Further, they have been directed to immediately take down or block or disable access to the game from Google Play Store and all other platforms.
The court noted that the make of the game, the images and the mechanical features have been given “impressionistic resemblance” to Salman Khan.
The court observed that Khan had not consented to install, prepare or run the game and hence he was deprived of his right to privacy and his image was tarnished.
Salman Khan had moved a Bombay Civil Court against one Parody Studios Pvt Ltd and its Directors, Google LLC and Google India Pvt Ltd, seeking various injunctive and other reliefs concerning the game titled “Selmon Bhoi” available on Google Play Store.

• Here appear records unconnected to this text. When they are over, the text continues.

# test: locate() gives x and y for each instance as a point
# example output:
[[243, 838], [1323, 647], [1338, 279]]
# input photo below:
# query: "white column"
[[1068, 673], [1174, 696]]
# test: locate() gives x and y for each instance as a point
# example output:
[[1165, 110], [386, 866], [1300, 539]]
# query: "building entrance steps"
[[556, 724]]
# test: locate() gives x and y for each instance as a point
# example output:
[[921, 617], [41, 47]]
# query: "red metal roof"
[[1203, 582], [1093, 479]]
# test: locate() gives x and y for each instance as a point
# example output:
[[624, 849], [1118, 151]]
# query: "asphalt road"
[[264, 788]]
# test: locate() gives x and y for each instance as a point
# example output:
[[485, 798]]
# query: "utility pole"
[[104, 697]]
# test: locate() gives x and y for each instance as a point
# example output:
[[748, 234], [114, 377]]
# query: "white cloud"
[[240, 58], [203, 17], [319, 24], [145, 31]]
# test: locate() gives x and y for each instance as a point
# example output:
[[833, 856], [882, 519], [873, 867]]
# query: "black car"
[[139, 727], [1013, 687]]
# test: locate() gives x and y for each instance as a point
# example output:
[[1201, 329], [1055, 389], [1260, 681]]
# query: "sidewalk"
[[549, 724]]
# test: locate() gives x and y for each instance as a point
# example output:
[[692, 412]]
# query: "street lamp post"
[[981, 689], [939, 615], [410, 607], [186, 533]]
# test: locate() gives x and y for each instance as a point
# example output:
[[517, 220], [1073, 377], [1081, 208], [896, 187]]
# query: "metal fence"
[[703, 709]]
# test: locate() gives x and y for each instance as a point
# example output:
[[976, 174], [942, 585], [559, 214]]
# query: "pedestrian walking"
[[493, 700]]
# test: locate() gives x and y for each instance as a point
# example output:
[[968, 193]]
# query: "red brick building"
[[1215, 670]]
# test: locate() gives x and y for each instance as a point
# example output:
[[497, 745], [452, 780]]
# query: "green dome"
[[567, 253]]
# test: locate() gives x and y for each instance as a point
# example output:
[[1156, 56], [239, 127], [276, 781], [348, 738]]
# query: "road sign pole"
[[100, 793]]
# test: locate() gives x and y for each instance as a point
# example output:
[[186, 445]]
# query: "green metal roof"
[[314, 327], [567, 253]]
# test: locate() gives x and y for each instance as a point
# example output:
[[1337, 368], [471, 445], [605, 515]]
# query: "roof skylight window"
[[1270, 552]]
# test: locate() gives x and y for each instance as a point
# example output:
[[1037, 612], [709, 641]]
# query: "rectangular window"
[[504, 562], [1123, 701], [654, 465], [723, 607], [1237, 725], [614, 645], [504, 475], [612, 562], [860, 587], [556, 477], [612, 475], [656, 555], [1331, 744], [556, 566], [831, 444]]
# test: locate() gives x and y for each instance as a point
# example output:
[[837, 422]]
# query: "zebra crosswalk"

Salman Khan stated in his plea that the title of the game “Selmon Bhoi” sounded phonetically similar to what he was popularly called by his fans “Salman Bhai”. It was further submitted that the images displayed in the game appears to be a caricature version of him and recreate the alleged events of the Hit and Run case and Blackbuck case involving him, which are sub-judice before courts.
The plea alleged that the defendants intentionally gained the commercial advantage by exploiting the personality rights of Salman Khan without seeking his consent. Such use has tarnished his reputation and goodwill by displaying factually incorrect and misleading information, which remains outside the purview of Article 19 of the Constitution of India. He also submitted that his right to privacy and to reputation under Article 21 of the Constitution of India was violated.
The Court observed that a prima facie case for ad-interim relief was made out as the defendants had used Salman Khan’s identity for their commercial gain.
“Till the defendants file the reply and as the prima facie case is made out by the plaintiff, the balance of convenience also lies in his favour and if no ad-interim reliefs are granted the plaintiff will suffer irreparable loss which cannot be compensated in terms of money.” the court said.